Amid a glut of big new cargo ships ordered during the shipping boom years in the middle of the 2000s decade and now plying world maritime lanes, rates for leasing such vessels have fallen steeply over the past few months, now hovering dangerously near or in some cases even below the breakeven levels the operators need to keep the ships afloat. A Deutsche Bank report last week cautioned that China would likely cut its coal consumption as that country attempts to control inflation by slowing its heretofore runaway growth, which would likely mean fewer coal shipments, hurting carriers hauling such commodities. Deutsche warned of "a weak drybulk market in the near-to-intermediate term," causing shares of some shipping companies to slide.

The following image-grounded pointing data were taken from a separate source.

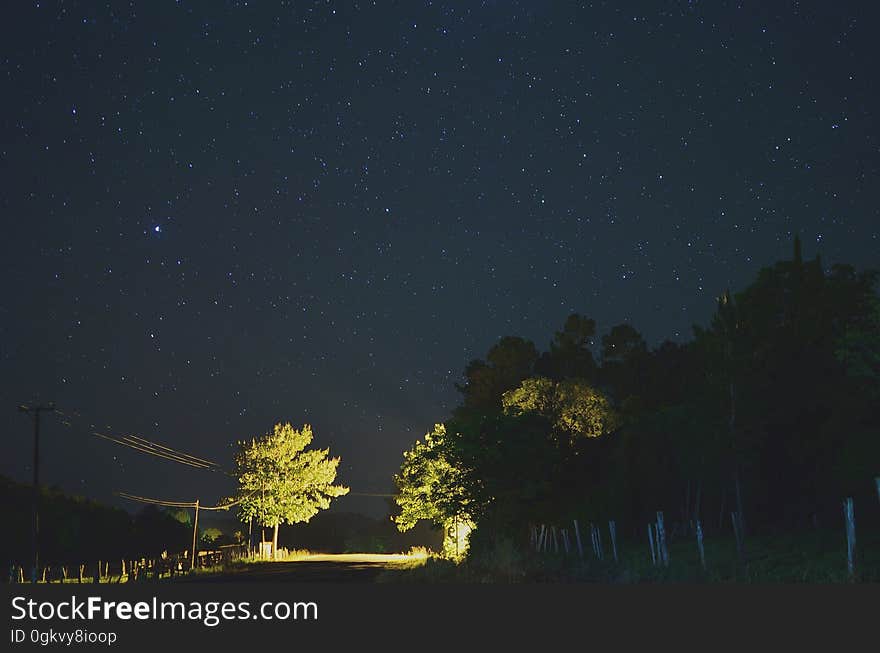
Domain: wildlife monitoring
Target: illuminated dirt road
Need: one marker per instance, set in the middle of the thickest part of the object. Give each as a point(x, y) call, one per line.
point(319, 568)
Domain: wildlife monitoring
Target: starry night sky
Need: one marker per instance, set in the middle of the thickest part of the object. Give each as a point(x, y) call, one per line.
point(220, 215)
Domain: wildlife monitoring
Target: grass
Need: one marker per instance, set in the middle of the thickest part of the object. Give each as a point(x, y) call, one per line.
point(816, 557)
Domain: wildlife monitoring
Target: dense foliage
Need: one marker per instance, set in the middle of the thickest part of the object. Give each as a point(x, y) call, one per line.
point(282, 482)
point(771, 410)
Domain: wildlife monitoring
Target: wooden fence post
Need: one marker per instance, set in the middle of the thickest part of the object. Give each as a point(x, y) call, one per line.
point(612, 528)
point(849, 514)
point(661, 539)
point(577, 534)
point(700, 545)
point(736, 518)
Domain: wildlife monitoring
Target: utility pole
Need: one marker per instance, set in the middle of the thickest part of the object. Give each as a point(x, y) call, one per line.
point(35, 532)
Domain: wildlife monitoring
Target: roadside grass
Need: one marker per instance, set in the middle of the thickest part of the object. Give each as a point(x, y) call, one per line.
point(815, 557)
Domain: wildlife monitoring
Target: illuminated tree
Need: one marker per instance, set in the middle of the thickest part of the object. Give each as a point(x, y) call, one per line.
point(430, 488)
point(280, 481)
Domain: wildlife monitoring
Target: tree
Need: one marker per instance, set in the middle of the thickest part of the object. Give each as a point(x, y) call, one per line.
point(508, 362)
point(430, 487)
point(280, 481)
point(573, 407)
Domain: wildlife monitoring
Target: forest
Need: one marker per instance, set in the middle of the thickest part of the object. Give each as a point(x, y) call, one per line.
point(767, 415)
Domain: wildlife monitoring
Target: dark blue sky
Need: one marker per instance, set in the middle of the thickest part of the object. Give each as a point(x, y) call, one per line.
point(219, 215)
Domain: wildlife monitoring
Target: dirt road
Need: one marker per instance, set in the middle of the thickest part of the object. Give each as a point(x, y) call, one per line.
point(320, 568)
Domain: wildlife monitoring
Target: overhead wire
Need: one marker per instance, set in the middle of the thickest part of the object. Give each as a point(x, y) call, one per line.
point(143, 445)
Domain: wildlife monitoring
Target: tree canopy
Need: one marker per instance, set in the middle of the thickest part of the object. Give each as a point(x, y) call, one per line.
point(280, 481)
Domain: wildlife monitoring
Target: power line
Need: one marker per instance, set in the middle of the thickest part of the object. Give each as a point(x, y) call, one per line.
point(146, 446)
point(180, 504)
point(35, 410)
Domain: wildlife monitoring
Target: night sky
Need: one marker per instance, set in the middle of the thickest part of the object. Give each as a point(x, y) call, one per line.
point(220, 215)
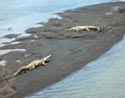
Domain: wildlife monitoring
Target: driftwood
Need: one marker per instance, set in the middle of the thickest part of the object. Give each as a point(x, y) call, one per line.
point(86, 28)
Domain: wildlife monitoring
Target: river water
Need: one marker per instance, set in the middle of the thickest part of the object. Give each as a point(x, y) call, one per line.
point(102, 78)
point(18, 15)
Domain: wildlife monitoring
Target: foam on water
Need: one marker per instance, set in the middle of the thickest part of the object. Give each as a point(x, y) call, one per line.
point(2, 52)
point(102, 78)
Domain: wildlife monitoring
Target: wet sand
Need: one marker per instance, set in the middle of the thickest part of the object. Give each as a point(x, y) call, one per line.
point(70, 50)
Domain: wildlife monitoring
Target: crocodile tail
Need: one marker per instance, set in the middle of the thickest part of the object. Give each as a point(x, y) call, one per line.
point(6, 78)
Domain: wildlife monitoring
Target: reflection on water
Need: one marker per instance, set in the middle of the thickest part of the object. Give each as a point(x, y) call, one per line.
point(102, 78)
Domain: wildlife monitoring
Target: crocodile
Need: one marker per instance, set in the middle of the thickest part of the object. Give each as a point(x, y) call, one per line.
point(30, 66)
point(85, 27)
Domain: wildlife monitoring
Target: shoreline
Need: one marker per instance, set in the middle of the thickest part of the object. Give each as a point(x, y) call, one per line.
point(70, 50)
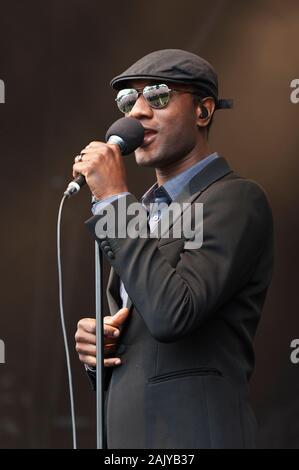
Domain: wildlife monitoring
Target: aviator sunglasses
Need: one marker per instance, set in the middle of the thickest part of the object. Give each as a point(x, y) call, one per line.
point(156, 96)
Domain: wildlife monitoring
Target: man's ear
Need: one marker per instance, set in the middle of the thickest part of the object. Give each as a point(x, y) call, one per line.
point(205, 110)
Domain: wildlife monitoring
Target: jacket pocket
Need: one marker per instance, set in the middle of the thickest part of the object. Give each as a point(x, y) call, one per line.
point(178, 374)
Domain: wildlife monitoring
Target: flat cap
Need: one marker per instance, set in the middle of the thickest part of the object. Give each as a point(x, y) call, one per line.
point(177, 66)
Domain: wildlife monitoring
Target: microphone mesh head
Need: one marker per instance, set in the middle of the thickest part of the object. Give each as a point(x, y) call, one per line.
point(130, 131)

At another desk, a trader also quoted the new Navios bonds in a 95-97 context. "You've got guys making lower bids, the offerings are lower, but people aren't hitting them down at that level yet."

He was a little skeptical of the Suez Canal blockage or closure scenario, pointing out that just on Monday in an interview on CNBC, petroleum tanker operator TeeKay Corp.'s chief executive officer said that one of his company's ships went through the canal on Monday with "no issues."

"They were in contact with it, and so it was kind of a non-event," the trader said. "They're watching it - but nothing terrible has happened yet."

That having been said, though, he allowed that "with the turmoil that can go on in that section of the world, you can just never know what can happen tomorrow. So, maybe owning [bonds or shares of] a shipping company that goes though the Suez Canal is not something you would necessarily have as a core position at this point in time.

"There would seem to be no smooth sailing but instead, rough seas."